Scorchsoft QuickWhisper

You can find more information about Quick Whisper here: Scorchsoft Quick Whisper - Free Speech-to-Copy-Edited-Text AI App for Desktop

QuickWhisper is a user-friendly, voice-to-text transcription app that leverages OpenAI's Whisper model for accurate audio transcription. With QuickWhisper, users can start recording their voice, automatically transcribe it to text, copy it to the clipboard, and optionally paste it into other applications. Additionally, the transcription text can be processed through OpenAI ChatGPT for a polished, copy-edited output.

Cross-Platform Support

While QuickWhisper was originally developed for Windows, the codebase has been updated to support Linux and macOS as well. Windows and Linux binaries are currently available via the GitHub release log

Features

Simple Recording & Transcription: Quickly record audio and transcribe it to text with a single click or a hotkey (Ctrl+Alt+J for edit, Ctrl+Alt+Shift+J for transcription).
Auto Copy & Paste: Automatically copy transcriptions to the clipboard and paste them into other applications if desired.
Optional OpenAI ChatGPT Editing: Enhance your transcriptions using OpenAI ChatGPT for a polished, copy-edited text output.
Customizable Settings: Enable or disable auto-copy and auto-paste, choose from available input devices, and toggle OpenAI ChatGPT editing.

Screenshot

Installation

Clone the repository or download the code to your local machine.
Ensure you have Python 3.x installed.

Set up a virtual environment and install dependencies:

Windows:

python -m venv venv
venv\Scripts\activate
pip install -r requirements.txt

Mac:

python -m venv venv
source venv/bin/activate
pip install -r requirements.txt

Linux:

python3 -m venv venv --system-site-packages
source venv/bin/activate
pip install -r requirements.txt

The app will prompt you for your OpenAI API key on first run.
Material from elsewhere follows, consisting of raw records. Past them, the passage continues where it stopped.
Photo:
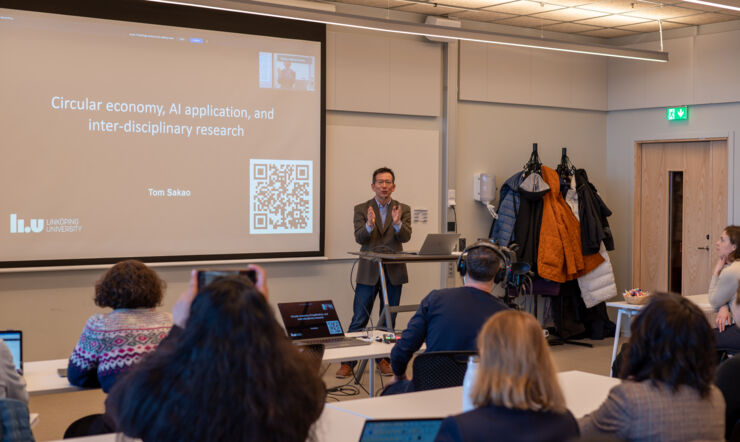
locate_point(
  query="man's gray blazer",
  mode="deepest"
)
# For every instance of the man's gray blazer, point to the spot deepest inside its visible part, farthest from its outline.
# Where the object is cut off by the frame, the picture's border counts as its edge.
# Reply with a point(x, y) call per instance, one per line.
point(382, 239)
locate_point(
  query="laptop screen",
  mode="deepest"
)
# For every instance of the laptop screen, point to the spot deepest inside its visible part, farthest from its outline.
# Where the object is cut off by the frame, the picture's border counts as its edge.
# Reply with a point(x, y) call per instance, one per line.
point(312, 319)
point(389, 430)
point(13, 339)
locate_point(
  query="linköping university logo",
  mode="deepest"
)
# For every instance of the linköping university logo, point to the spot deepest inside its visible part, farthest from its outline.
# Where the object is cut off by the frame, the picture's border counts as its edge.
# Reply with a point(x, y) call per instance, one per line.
point(19, 225)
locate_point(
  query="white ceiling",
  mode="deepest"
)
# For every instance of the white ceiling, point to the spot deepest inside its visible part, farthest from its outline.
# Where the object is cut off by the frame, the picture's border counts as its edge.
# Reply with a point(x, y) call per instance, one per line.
point(601, 18)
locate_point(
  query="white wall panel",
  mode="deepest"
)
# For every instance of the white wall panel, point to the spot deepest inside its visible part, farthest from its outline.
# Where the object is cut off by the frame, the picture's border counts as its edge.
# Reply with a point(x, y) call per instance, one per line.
point(415, 78)
point(375, 72)
point(361, 76)
point(717, 68)
point(588, 82)
point(532, 77)
point(473, 77)
point(551, 79)
point(508, 75)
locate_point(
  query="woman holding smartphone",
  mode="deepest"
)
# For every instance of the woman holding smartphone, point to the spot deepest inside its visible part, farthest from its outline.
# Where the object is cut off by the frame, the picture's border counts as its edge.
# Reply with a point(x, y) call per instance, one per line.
point(226, 372)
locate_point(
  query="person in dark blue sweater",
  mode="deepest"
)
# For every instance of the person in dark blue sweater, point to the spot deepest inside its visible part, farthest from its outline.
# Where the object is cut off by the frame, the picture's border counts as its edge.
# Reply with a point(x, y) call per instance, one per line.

Alternatively, you can pre-configure it in config/credentials.json:
```
{
  "openai_api_key": "your_openai_api_key_here"
}
```

Linux-Specific Setup

Install required system packages (before creating the virtual environment):

sudo apt install portaudio19-dev python3-tk python3-gi gir1.2-gstreamer-1.0 gir1.2-gtk-3.0 gir1.2-ayatanaappindicator3-0.1 gstreamer1.0-plugins-base espeak

Mac-Specific Setup

Install portaudio first:
```
brew install portaudio
```
You may need to grant accessibility permissions to the app for keyboard shortcuts:
- Go to System Preferences > Security & Privacy > Privacy > Accessibility
- Add QuickWhisper to the list of allowed apps

Usage

Run the application:
```
python quick_whisper.py
```
Select an input device, then press one of the recording buttons or use the hotkeys:

Windows/Linux:
- Ctrl+Alt+J for Record + AI Edit
- Ctrl+Alt+Shift+J for Record + Transcript
- Win+X to Cancel Recording
Mac:
- ⌘+Alt+J for Record + AI Edit
- ⌘+Alt+Shift+J for Record + Transcript
- ⌘+X to Cancel Recording
After recording, the app will transcribe the audio and display the text in the transcription area. The text can be automatically copied to the clipboard or pasted into other applications, depending on the settings.
Enable "Auto Copy-edit with OpenAI ChatGPT" for advanced text processing, allowing OpenAI ChatGPT to edit the transcription for improved readability and structure.

Configuration

QuickWhisper includes a configuration system that allows you to customize recording behavior. Access it via Settings > Config.

Recording Location

Choose where audio recording files are saved:

Alongside application (recommended): Saves recordings in a tmp folder next to the application
In AppData folder: Uses the OS-appropriate application data directory:
- Windows: %APPDATA%\QuickWhisper\recordings
- macOS: ~/Library/Application Support/QuickWhisper/recordings
- Linux: ~/.config/QuickWhisper/recordings
Custom folder: Specify any folder of your choice

File Handling

Control how recording files are managed:

Overwrite the same file each time (default): Saves disk space by reusing the same filename
Save each recording with date/time in filename: Creates unique files like recording_20240101_143052.wav
- ⚠️ Warning: This option can consume significant disk space over time

Config Files

All configuration settings are saved to JSON files in the config/ folder:

settings.json: User preferences, model settings, shortcuts, recording options
credentials.json: API key (to be encrypted in a future release)
prompts.json: Custom AI prompts

Settings will persist between application restarts. If you're upgrading from an older version that used .env files, your settings will be automatically migrated to the new JSON format.

Language Support (i18n)

QuickWhisper supports multiple languages for the user interface:

English (default)
French (Français)
German (Deutsch)
Spanish (Español)
Chinese Simplified (简体中文)
Arabic (العربية)
Japanese (日本語)
Korean (한국어)
Portuguese (Português)
Russian (Русский)

Changing the Language

Go to Settings > Configuration
Select the Language category
Choose between:
- Auto-detect from system: Uses your operating system's language setting
- Manual selection: Choose a specific language from the dropdown

The interface will update immediately when you save the settings - no restart required.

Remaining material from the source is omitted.